Apocalypto is the story of young hunter Jaguar Paw (Rudy Youngblood) who lives in peace with his pregnant wife and son in the Mesoamerican rainforest. After his homestead is attacked by Holcane warriors, Jaguar Paw is taken captive alongside most of his village and dragged to the Mayan capital. Our hero must escape the various dangers of the capital to be reunited with his family. The basic story was a bit rubbish if I’m honest. The film’s slow pace didn’t help keep me consistently interested in what was going on. Having said that, I was really impressed by Rudy Youngblood as Jaguar Paw, who had the ability to convey many different things without saying a single word. Talking of words, the decision to have the film’s spoken language as Mayan was a fantastic one. It really adds to the immersion of the film and avoids any god-awful 10,000 B.C-style clangers, such as the infamous line: “Do not eat me when I save your life!”.
Apocalypto‘s cinematography is genuinely stunning. There are some breathtaking shots of the natural landscape and seeing full-scale Mayan cities complete with fuckingmegahuge temples is a real treat. You really get the feeling that Jaguar Paw is out of his depth as he stares in a mixture of awe and terror at these massive edifices. It’s no coincidence that many of the film’s best scenes are located in the capital. In fact, the film seems to tighten up once Jaguar Paw is in the Mayan city, but slacken off again when he inevitably escapes (no, I’m not going to Invisotext that spoiler because it is as obvious as the fucking Sun in the sky that he’s going to escape).

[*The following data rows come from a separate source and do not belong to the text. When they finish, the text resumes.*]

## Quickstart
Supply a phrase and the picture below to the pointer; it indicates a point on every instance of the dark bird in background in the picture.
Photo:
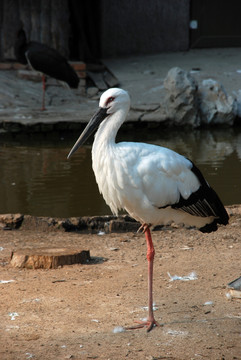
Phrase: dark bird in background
(45, 60)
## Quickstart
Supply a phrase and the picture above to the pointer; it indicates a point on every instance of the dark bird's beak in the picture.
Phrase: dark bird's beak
(92, 125)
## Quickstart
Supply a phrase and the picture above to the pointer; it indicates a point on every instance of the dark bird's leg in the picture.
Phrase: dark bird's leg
(44, 87)
(150, 322)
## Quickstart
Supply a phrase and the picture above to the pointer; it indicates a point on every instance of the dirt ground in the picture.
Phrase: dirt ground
(71, 312)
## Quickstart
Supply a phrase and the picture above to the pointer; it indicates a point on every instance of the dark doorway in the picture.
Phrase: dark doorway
(85, 30)
(218, 23)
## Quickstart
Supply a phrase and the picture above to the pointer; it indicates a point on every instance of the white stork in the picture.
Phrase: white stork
(155, 185)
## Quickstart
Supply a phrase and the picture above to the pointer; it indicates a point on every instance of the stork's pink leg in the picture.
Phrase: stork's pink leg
(44, 87)
(150, 258)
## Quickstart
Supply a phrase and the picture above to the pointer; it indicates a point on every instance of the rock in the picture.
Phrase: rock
(215, 106)
(181, 98)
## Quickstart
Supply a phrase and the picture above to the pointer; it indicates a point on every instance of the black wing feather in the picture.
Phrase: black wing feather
(204, 202)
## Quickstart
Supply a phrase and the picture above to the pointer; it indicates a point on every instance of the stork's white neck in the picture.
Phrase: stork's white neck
(106, 134)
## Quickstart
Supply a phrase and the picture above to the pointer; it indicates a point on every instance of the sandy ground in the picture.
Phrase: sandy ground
(71, 312)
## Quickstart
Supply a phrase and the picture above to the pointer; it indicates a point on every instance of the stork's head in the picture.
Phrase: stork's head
(114, 99)
(111, 101)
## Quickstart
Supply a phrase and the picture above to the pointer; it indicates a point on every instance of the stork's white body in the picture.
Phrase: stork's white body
(153, 184)
(142, 178)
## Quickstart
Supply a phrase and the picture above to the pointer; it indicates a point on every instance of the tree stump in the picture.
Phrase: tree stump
(48, 258)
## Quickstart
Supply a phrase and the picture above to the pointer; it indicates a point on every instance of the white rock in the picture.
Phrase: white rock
(181, 98)
(216, 107)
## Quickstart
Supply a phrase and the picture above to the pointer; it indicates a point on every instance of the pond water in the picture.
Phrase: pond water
(37, 179)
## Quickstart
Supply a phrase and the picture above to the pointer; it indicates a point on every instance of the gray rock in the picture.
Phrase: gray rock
(181, 98)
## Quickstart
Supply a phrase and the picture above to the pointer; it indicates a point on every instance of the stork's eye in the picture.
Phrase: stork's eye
(109, 100)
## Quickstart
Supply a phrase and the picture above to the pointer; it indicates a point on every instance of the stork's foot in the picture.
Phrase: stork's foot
(141, 324)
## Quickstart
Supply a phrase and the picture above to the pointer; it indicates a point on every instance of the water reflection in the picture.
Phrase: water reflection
(37, 179)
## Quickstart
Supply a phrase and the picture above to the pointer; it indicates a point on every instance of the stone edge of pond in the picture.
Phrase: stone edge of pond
(85, 224)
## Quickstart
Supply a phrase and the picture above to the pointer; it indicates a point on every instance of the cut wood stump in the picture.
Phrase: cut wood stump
(48, 258)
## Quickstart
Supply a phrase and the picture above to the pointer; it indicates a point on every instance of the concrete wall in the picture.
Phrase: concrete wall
(143, 26)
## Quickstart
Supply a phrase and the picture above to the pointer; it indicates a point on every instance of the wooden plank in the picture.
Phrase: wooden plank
(48, 258)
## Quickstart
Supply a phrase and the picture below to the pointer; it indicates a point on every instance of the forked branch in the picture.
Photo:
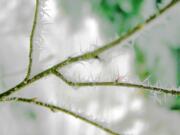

Watching it, it’s easy to guess that the director of Braveheart and The Passion of the Christ is behind what is presented on screen. After all, the violence is brutal and the claret is spilt in a way that only Mr. Sugartits himself can do. However, this brutality is justifiable as it was, quite literally, a jungle out there. There is one chilling scene where Middle Eye (Gerardo Taracena) nonchalantly slits the throat of an elder that will stay with me far longer than the details of the story will. The mere thought of how Apocalypto could have been with the violence- all obviously choreographed fight sequences and over-the-top explosions makes me shudder.
When returning to the jungle, Gibson decides to turn Jaguar Paw into a Mayan Rambo and have him use nature against his pursuers with mixed results. That is “mixed results” as in the film’s quality, not “mixed results” as in he doesn’t fuck them all up. Trouble is I saw it all coming and I wanted to be surprised. I know very little about Mayan culture (and am always interested to learn), but I have seen First Blood. The last thing I wanted to be reminded of when watching a film set eons ago was the misadventures of John Rambo, one man army.
Thing is, Apocalypto is very self-indulgent. It’s a beautiful film to look at, but the story is pretty weak. When it came down to it, I didn’t really care what happened and taking nearly 2 and a half hours to tell a semi-rubbish story is silly.